Further studies tested AZT monotherapy among HIV-positive people without symptoms of AIDS. A 1989 placebo-controlled trial called ACTG 019, which enrolled 1338 asymptomatic patients with CD4 cell counts below 500 cells/mm3, found that in the short-term 500 or 1500mg AZT every day delayed progression to severe symptomatic disease or AIDS[4]. A separate arm of the study compared the effects of AZT or a placebo for people with CD4 cell counts above 500 cells/mm3, finding no clinical benefit of starting AZT early, although AZT recipients did sustain a higher CD4 count than those given placebo[5]. However, a subsequent study concluded that the reduction in quality of life brought about by AZT’s side-effects in this study approximately equalled the increase in quality of life associated with the delay in disease progression[6].

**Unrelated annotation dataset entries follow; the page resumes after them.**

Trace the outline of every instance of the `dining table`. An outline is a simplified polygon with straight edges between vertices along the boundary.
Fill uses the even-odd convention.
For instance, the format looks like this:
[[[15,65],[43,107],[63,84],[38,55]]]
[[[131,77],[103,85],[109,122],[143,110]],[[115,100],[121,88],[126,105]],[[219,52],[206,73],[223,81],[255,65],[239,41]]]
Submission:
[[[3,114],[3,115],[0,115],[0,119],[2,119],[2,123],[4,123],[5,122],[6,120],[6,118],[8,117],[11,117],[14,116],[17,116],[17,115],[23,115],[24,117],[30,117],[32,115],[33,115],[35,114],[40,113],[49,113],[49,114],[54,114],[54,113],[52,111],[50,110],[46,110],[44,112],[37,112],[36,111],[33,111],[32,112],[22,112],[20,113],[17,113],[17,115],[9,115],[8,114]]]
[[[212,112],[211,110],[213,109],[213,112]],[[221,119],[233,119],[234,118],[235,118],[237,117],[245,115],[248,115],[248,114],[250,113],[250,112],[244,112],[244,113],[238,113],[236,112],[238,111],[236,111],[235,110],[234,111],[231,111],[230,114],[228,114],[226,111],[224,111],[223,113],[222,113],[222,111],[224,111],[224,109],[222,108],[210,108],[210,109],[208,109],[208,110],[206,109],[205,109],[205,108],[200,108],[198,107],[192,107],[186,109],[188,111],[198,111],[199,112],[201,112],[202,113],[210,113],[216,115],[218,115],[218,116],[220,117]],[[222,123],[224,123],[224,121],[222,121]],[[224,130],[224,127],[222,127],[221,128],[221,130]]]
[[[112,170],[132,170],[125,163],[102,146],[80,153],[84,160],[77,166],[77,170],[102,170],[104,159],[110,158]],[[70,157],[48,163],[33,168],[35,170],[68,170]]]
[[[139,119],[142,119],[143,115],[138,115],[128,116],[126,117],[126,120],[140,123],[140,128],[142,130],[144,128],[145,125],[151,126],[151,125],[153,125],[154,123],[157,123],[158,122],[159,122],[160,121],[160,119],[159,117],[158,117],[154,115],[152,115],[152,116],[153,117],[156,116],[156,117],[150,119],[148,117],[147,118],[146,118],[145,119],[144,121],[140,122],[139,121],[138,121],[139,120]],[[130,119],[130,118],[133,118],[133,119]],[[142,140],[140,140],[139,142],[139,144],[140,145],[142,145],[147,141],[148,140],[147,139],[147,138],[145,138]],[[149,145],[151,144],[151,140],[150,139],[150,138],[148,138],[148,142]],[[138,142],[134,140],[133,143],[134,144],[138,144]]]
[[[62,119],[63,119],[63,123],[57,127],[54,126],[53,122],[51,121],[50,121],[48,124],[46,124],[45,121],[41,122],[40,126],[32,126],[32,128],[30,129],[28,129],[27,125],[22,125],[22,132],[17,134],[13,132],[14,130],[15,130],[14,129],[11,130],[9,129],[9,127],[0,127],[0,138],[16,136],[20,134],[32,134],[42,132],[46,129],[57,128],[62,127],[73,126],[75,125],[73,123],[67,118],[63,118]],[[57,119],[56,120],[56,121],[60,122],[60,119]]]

The largest single study of AZT monotherapy in asymptomatic HIV infection, known as Concorde, suggested that there was no advantage in starting AZT before symptoms develop in the longer term. Almost 1750 participants were randomly assigned either to start taking 1000mg AZT a day in four doses, or to receive a placebo until they developed symptoms or until they chose to switch from trial capsules to open AZT because of falling CD4 cell counts. The results showed that after three years there was no detectable difference between immediate versus deferred use of AZT in terms of disease progression, development of AIDS or survival, but that the patients treated immediately had more severe side-effects[7].

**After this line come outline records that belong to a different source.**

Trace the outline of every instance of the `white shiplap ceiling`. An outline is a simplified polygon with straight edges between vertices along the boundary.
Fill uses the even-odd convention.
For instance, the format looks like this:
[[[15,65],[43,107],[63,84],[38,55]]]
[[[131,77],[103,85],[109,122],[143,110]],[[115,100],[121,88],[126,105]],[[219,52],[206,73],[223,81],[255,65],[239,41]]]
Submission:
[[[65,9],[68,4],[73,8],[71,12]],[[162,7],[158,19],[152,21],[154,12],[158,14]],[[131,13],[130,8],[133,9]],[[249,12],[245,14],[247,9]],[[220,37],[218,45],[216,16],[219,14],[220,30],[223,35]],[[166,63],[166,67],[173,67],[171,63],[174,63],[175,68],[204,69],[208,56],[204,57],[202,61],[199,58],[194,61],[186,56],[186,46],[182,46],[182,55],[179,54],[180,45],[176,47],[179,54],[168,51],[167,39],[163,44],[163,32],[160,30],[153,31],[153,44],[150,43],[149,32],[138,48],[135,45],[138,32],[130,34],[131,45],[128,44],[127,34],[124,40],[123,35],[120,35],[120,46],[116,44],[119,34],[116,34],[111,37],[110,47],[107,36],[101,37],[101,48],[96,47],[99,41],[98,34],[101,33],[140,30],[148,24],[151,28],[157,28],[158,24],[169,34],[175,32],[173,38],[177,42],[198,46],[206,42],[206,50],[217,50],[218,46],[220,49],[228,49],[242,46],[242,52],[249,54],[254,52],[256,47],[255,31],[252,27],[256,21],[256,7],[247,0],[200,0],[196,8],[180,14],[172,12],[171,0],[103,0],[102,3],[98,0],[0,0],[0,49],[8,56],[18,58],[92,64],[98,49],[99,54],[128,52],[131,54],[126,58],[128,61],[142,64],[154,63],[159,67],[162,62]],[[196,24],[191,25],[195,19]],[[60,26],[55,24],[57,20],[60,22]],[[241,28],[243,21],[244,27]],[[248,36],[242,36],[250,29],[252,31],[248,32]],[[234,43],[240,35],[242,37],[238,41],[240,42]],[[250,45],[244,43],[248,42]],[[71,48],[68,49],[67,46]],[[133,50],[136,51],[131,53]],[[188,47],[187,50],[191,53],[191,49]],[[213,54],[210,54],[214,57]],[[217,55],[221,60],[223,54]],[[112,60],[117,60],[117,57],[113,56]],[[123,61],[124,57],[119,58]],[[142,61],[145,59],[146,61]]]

Numerous other studies examined the effect of AZT monotherapy at various doses and in patients at various stages of HIV infection throughout the late 1980s and early 1990s[8][9][10][11][12][13]. A meta-analysis of 15 of these trials by the HIV Trialists’ Collaborative Group published in 1999 confirmed these controversial findings of the Concorde Study - that AZT does not increase a person’s chances of AIDS-free survival in the long-term, although it does reduce rates of disease progression in the short-term. However, these studies revealed that adding another NRTI delayed both disease progression and death, paving the way for combination therapy in the treatment of HIV infection[14].